国際通貨基金(IMF)のラガルド専務理事は17日、欧州連合(EU)離脱はどのようなシナリオをたどっても、英経済に損失をもたらすとの見解を示した。EUとの新たな関係における貿易障壁が大きいほど損失が高まり、合意なしに離脱すれば大幅に拡大すると警告。EUと協定を結ばず世界貿易機関(WTO)のルールで貿易を行っても英経済にプラスになるとする英与党・保守党のEU離脱派の主張を真っ向から否定している。
IMFはこの日に公表した英経済に関する最新報告書で、「ブレグジットの影響は概ねマイナス」と指摘。移民数の減少により労働市場の効率が低下するほか、EUとの貿易障壁が高まり、競争や対内投資の魅力が低下するとの見通しを示した。英国の今年の国内総生産(GDP)成長率については、7月の予想から0.1ポイント引き上げ、1.5%とした。来年の成長率見通しも1.5%で据え置いた。ただし、これらはEUと広範囲な合意が結ばれることが前提としている。

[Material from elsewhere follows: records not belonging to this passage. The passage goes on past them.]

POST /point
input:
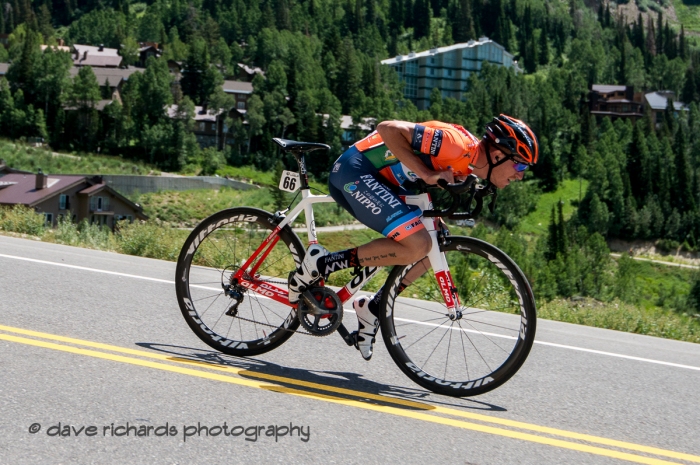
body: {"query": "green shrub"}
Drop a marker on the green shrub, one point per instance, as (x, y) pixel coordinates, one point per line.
(22, 220)
(149, 240)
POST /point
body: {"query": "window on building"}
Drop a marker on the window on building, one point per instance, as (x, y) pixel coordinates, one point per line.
(99, 203)
(412, 68)
(64, 202)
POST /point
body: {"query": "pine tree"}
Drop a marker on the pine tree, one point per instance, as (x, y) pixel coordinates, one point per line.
(651, 39)
(659, 34)
(552, 237)
(2, 18)
(463, 25)
(683, 198)
(544, 44)
(682, 44)
(282, 15)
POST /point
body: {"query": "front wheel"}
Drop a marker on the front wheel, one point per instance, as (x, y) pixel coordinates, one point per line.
(234, 319)
(476, 352)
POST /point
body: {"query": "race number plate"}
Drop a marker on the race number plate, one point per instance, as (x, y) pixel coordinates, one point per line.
(289, 181)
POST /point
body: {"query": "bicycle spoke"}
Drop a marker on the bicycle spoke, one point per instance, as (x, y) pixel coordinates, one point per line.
(438, 344)
(489, 320)
(475, 348)
(215, 258)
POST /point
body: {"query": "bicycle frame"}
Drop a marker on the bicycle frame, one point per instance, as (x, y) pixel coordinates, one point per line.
(249, 279)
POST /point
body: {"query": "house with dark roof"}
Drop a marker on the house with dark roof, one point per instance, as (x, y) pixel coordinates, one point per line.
(114, 78)
(147, 50)
(241, 91)
(206, 124)
(70, 196)
(86, 55)
(4, 169)
(658, 101)
(247, 73)
(615, 102)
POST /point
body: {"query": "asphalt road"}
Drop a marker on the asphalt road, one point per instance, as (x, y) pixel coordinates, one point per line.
(95, 342)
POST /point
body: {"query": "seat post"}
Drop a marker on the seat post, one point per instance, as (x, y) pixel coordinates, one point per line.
(304, 177)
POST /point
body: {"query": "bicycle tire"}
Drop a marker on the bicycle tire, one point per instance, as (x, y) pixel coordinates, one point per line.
(211, 250)
(490, 286)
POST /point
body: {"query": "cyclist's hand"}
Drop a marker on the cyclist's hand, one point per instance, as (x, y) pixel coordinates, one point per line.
(447, 175)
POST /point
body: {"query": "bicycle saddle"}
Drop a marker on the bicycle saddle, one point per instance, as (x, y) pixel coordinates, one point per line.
(295, 146)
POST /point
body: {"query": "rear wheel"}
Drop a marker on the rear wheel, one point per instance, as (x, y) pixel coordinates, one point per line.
(233, 319)
(476, 352)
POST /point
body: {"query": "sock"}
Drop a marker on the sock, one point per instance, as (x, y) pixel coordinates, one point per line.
(337, 261)
(373, 304)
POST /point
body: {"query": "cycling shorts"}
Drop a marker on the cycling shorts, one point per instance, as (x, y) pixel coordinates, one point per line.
(356, 185)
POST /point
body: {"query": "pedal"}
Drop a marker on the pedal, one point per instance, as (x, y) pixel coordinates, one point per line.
(320, 311)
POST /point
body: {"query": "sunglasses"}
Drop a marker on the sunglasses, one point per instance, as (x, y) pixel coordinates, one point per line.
(520, 167)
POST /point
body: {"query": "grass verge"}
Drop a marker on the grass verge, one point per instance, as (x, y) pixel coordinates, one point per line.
(570, 192)
(26, 158)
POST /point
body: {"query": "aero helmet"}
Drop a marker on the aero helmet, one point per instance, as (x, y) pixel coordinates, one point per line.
(513, 138)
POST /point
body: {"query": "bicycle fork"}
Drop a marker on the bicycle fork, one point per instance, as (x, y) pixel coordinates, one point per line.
(438, 260)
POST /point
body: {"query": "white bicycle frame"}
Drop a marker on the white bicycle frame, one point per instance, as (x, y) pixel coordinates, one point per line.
(437, 259)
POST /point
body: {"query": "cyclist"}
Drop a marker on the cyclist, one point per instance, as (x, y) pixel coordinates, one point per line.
(368, 178)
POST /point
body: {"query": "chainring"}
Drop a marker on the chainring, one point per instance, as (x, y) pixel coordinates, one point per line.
(320, 311)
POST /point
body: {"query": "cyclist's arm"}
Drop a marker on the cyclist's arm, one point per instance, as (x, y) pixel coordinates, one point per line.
(397, 135)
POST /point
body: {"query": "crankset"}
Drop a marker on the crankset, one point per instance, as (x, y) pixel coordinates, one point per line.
(320, 311)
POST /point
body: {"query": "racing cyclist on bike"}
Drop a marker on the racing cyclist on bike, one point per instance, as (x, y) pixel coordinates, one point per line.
(367, 178)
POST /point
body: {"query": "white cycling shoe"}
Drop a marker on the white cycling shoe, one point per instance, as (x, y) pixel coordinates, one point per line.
(307, 274)
(367, 326)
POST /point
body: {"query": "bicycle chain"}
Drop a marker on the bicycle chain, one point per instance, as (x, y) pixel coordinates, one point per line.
(271, 281)
(272, 326)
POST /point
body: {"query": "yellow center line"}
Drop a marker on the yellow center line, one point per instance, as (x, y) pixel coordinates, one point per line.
(349, 392)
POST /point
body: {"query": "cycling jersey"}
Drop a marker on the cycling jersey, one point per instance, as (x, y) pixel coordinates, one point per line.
(438, 145)
(364, 179)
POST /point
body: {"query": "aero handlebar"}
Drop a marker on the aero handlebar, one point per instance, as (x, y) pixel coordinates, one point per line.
(476, 193)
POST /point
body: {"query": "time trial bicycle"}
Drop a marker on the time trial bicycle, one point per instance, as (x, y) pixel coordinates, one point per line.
(460, 322)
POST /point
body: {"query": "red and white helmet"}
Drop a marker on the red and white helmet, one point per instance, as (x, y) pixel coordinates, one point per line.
(514, 138)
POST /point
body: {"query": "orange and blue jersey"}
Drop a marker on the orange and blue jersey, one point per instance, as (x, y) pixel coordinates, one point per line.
(366, 179)
(438, 145)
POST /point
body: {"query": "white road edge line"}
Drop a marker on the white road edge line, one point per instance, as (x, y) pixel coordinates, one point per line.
(551, 344)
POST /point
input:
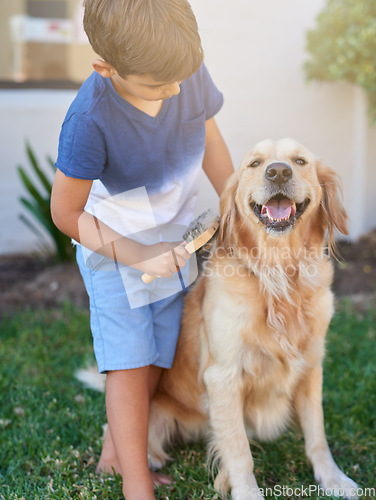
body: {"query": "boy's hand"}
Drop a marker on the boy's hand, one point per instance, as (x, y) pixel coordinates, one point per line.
(162, 260)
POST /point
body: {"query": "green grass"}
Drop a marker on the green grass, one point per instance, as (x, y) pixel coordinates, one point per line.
(51, 427)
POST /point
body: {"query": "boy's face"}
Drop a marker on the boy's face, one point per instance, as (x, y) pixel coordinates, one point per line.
(144, 87)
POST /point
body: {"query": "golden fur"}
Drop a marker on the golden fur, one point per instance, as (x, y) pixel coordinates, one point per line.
(250, 353)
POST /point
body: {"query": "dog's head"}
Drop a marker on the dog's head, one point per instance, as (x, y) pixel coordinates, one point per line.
(279, 186)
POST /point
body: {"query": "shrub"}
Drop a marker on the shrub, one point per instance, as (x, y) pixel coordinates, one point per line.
(38, 205)
(342, 47)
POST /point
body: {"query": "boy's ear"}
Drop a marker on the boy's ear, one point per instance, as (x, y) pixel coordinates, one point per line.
(103, 68)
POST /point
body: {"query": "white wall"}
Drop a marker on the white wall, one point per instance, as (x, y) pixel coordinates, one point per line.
(255, 52)
(36, 116)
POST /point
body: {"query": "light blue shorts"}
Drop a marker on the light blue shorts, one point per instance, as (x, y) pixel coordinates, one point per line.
(126, 337)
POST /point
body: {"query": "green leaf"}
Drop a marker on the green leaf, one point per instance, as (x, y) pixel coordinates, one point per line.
(42, 177)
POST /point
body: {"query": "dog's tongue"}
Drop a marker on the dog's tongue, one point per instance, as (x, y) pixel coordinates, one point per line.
(278, 209)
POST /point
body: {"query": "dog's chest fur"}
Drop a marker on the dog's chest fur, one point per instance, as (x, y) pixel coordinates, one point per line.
(267, 357)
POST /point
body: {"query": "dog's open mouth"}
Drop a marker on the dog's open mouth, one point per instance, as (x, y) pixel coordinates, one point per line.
(279, 213)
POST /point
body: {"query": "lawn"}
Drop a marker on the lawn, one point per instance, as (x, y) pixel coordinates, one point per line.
(51, 427)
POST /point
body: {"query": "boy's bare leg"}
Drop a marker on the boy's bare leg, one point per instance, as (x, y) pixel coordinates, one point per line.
(108, 461)
(127, 403)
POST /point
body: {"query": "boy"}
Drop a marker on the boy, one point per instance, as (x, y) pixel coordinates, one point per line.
(131, 148)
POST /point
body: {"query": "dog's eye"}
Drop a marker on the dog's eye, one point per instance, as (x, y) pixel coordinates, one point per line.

ラガルド専務理事は、英国とEUに対し、ブレグジットに伴う制度激変により多大な損失が生じる事態を避けるため、交渉に励むよう促す一方、「未解決の問題が多く、残された時間は少ない」と話した。仮に英国が合意なしにEUを離脱した場合、その打撃を英中銀イングランド銀行や財務省が緩和することは難しいと予想。「たとえ大規模な財政緩和を行っても問題の本質や根本的原因には対処できない」との見方を示している。